Gone Girl is also the type of Fincher film, along the lines of the aforementioned Social Network and Fight Club, in which the authorial voice of either its source-material (like Chuck Palahniuk) or its screenwriter (Soooorrrkkkiiinnn) comes through very strongly via the way the characters speak (in this case, Gillian Flynn provides both source material and screenwriter). It’s the type of movie where basically every conversation between the two leads is a carefully constructed series of witty volleys that both sound good and keep circling back to the film’s thematic concerns. In that sense, it’s something of a confection, and Fincher runs with the sweet fakery in every stylistic direction, throwing curveball after curveball in a way that would be haphazard under the care of a lesser director. But everything in the film is so meticulous on both a micro and macro level that the effect is like being driven around by a racecar driver.

It helps that the cast is so good. Pike, as Amy, is who everyone is talking about, and rightly so. It’s the meatiest role of her career, and she grabs it with both hands. She’s got a great old movie–star face, which Fincher uses like Hitchcock used that of Grace Kelly, Kim Novak, or Janet Leigh. But the part allows her a huge range to play, and she’s a good enough actress to cover all of it while remaining mysteriously human. Affleck, freed from the constraints of likability, gets to indulge the befuddled bro not so deep inside of him. He’s hilarious. His character has almost no agency in the narrative, and his haplessness is charming enough to keep us with him, even as his behavior alienates us. The rest of the large supporting cast is completely stellar, with Kim Dickens, Carrie Coon, Tyler Perry, Patrick Fugit, Neil Patrick Harris, and Casey Wilson all perfectly utilized.

Beyond being a purely enjoyable pulp roller coaster, you might have heard that this movie has much to say about men and women and gender relations and marriage and modern society and all that. This is a partially true, but mostly overblown. The movie (as well as the book) basically takes marriage as a jumping-off point for pointed but surface-level observations about modern, upper-crust American social life. It presents a heightened reality meant as a sort of satire. It doesn’t tear the lid off anything, nor should it. But it has the playfully caustic cleverness about modern life that Fincher’s best films boast. Its observations about gender sting. When Nick complains, “I’m tired of being picked apart by women,” it gets at the tricky satirical balance that Fincher and Flynn are going for here. On the one hand, Nick is pitiable, forced to endure a gauntlet of media criticism and other miseries for the simple fact of being a man in his position (assuming we don’t know what actually happened). On the other hand, his likeness to the normail guy is enough for him to coast through the events of the film while remaining the audience’s main point of identification. The film plays elegantly and subtly with the dynamic between our natural inclination to like Ben Affleck and what that says about how we feel about the handsome men in our lives in contrast to the beautiful women.

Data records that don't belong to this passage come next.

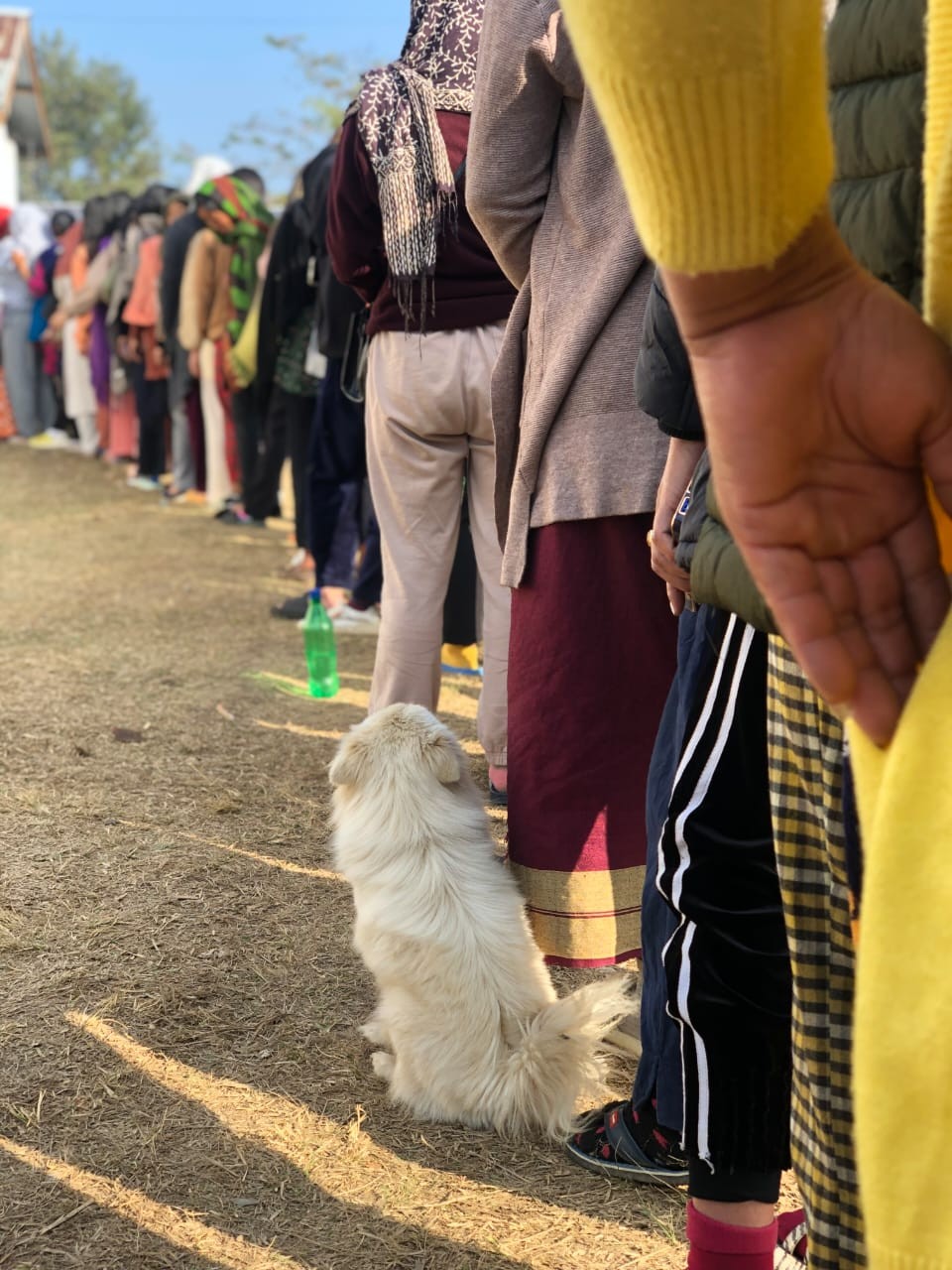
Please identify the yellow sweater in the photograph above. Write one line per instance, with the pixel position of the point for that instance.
(717, 112)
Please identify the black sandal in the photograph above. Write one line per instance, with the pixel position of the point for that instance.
(606, 1144)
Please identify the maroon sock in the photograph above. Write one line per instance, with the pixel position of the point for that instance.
(717, 1246)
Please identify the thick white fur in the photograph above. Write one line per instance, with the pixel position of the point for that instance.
(468, 1026)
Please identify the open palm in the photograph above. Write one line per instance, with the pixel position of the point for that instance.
(823, 417)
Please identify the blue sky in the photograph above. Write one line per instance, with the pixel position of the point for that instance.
(204, 64)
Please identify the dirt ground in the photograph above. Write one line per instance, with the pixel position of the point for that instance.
(181, 1082)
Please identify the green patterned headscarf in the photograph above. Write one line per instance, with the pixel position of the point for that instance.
(250, 221)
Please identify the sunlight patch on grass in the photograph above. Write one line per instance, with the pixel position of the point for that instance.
(169, 1223)
(348, 1165)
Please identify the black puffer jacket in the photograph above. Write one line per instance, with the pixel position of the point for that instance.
(878, 67)
(878, 79)
(664, 389)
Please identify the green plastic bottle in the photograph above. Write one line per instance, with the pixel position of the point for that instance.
(320, 649)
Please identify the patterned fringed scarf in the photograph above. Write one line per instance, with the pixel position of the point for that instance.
(250, 221)
(397, 116)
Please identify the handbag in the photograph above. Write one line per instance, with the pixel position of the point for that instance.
(353, 366)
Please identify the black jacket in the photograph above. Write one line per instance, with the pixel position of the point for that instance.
(336, 304)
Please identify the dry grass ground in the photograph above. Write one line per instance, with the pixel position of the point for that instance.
(181, 1082)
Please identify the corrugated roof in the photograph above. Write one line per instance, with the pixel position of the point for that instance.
(21, 93)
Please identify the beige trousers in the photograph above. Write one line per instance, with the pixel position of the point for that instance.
(428, 417)
(217, 477)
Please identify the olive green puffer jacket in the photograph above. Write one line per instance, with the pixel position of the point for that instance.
(878, 77)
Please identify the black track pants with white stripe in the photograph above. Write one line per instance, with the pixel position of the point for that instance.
(728, 966)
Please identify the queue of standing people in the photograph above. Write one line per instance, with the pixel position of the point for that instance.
(198, 340)
(458, 304)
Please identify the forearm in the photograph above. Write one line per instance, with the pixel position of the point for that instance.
(737, 190)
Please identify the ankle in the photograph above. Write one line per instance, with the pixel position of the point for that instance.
(739, 1239)
(749, 1214)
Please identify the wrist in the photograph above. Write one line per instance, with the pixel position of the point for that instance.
(708, 304)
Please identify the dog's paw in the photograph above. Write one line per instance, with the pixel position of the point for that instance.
(384, 1065)
(375, 1032)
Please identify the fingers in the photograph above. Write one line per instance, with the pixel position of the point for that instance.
(860, 629)
(817, 611)
(664, 562)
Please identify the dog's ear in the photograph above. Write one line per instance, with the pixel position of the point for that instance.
(443, 758)
(349, 765)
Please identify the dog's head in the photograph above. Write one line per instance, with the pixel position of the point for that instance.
(404, 746)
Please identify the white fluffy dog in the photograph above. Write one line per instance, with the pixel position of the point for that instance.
(468, 1024)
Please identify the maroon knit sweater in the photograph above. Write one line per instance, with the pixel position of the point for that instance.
(468, 285)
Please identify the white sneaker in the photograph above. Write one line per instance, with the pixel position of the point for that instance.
(356, 621)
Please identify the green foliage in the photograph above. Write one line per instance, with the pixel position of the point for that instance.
(282, 144)
(103, 134)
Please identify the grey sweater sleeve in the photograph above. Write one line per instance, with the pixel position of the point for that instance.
(515, 125)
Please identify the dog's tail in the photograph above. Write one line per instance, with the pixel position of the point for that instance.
(557, 1058)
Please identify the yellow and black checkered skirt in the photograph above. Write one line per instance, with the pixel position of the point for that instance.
(805, 749)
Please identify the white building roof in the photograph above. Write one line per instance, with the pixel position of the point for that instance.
(21, 94)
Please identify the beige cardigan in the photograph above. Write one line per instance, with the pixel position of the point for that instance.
(542, 187)
(204, 302)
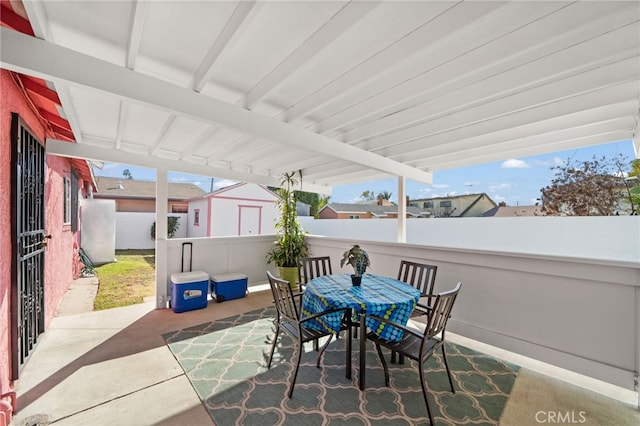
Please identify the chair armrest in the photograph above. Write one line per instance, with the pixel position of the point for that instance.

This long, complex, and invigorating movie is all bookended by two shots that are composed nearly identically, with Amy’s head framed facing away from us before turning to face us. Sumptuous and cryptic, they might be keys for decoding the film’s multiple layers of blame and meaning. Or they might not; I’m really not sure. I thought of them kind of like the bookends on the Coen Brothers’ Inside Llewyn Davis. The two films are nothing alike in terms of style or theme, but what they have in common is a refusal to talk down to the audience by making their mysteries, existential and otherwise, readily apparent.